Vingt ans plus tard, Cañas, devenu avocat, est amené à défendre Zarco. Ce
dernier est désormais un délinquant notoire qui a même pris une dimension
mythique.
« Il est … naturel que Zarco se
soit transformé en un hors-la-loi héroïque qui, pour les journalistes et même
pour certains historiens, incarne la soif de liberté et les espoirs déçus des années
héroïques du passage de la dictature à la démocratie en Espagne. » (p. 319)
Le point de fort de ce livre vient de sa
construction. En effet, dans la seconde partie l’auteur a choisi le mode de
l’enquête sous forme de dialogues menés par un écrivain chargé d’écrire un
livre sur Zarco. Pour cela, il discute principalement avec Cañas mais aussi avec
d’autres protagonistes plus « lointains » (ils n’ont jamais côtoyé
Zarco à double-titre). Ainsi, la progression de l’intrigue se fait par le biais
de ces échanges où chacun, l’avocat en premier lieu, doit creuser plus dans ce
qu’il est, dans l’idée qu’il se fait de lui et de Zarco, dans la représentation
de la société que dans ses souvenirs. Plus les questionnements s’accumulent,
plus la complexité et la subtilité de la réflexion se révèlent.

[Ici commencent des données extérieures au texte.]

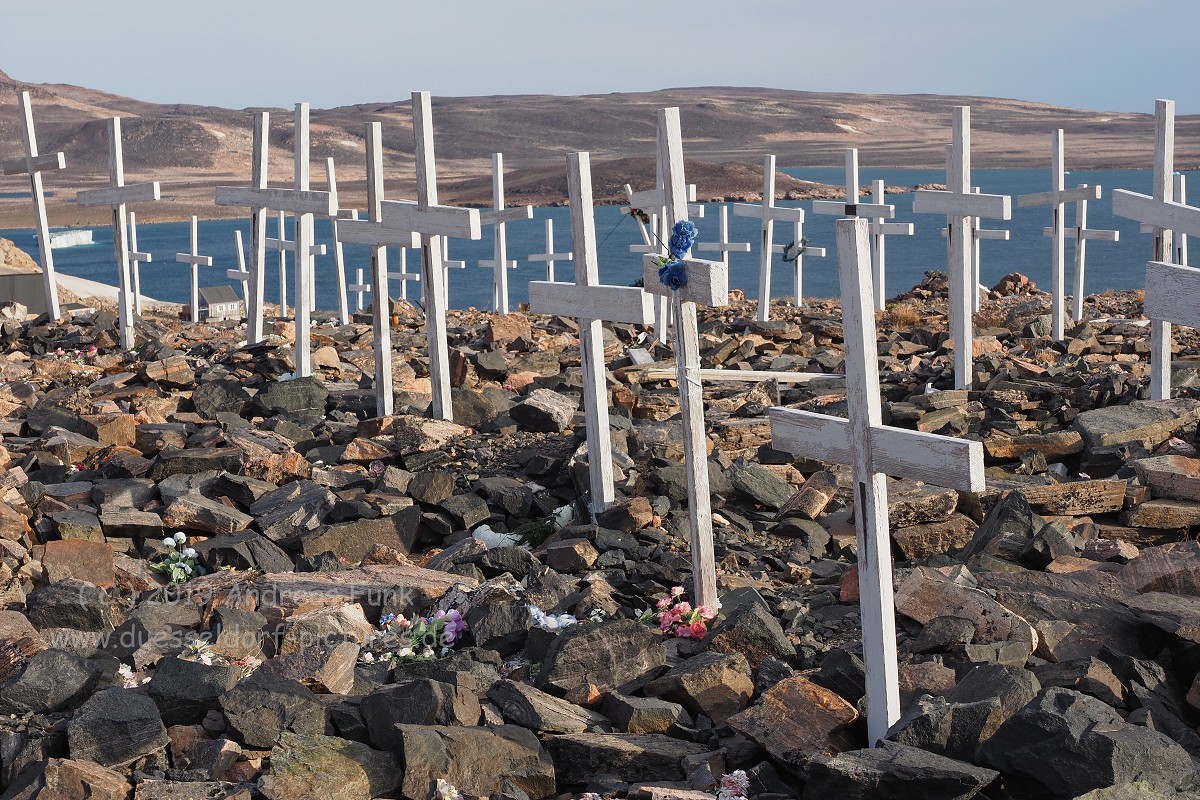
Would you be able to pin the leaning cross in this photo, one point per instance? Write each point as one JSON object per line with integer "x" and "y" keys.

Les personnages sont crédibles, notamment du fait de leurs
ambiguïtés, de leurs failles. L’exploration que réalise Cercas dans une volonté
de distinguer la personne du personnage est particulièrement convaincante. De
même, l’étude des relations entre Cañas (en tant qu’homme, pas en tant que professionnel
du droit) et Zarco et leurs parcours respectifs sont un des piliers de ce
roman.
En revanche, il m’a semblé que l’histoire prenait parfois trop le pas sur
les thèmes que l’auteur s’engageait à explorer. On reste sur sa faim notamment
en ce qui concerne les questions relatives à la justice /vs/ la morale et
surtout la place de l’avocat pénaliste. Cercas évoque évidemment la porosité
inhérente à cette profession mais, comme pour d’autres points, il l’introduit
puis l’abandonne plus ou moins au lecteur. La technique a le mérite d’obliger ce
dernier à s’investir mais une incursion plus marquée de l’écrivain aurait
instauré à travers le roman un dialogue bienvenu.

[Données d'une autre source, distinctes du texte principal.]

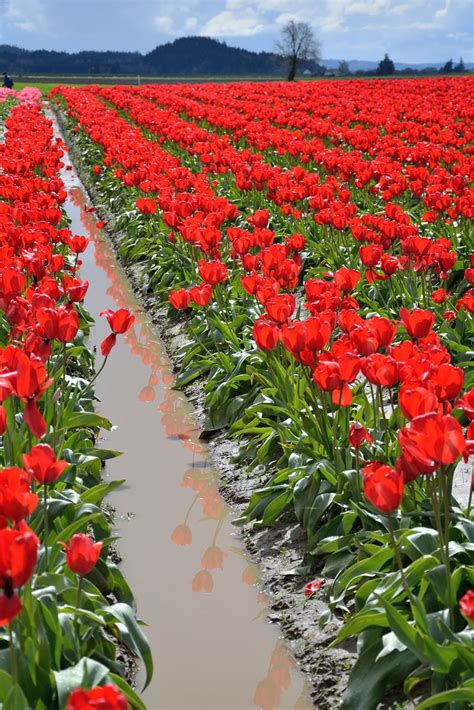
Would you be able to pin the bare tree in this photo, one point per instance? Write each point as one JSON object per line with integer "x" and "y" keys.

Quelques banalités m’ont également étonnée de la part de cet auteur. Elles
sont rares mais sautent d’autant plus aux yeux.
En dépit d’aspects qui m’ont paru maladroits ou légèrement décevants, ce
livre est une réussite parce qu’il nous
laisse avec plus de questions que de réponses. Les personnages ne sont pas
les seuls malmenés : le lecteur doit lui aussi s’adapter à cette quête où
la vérité s’échappe sans cesse, si tant est qu’il y en ait une.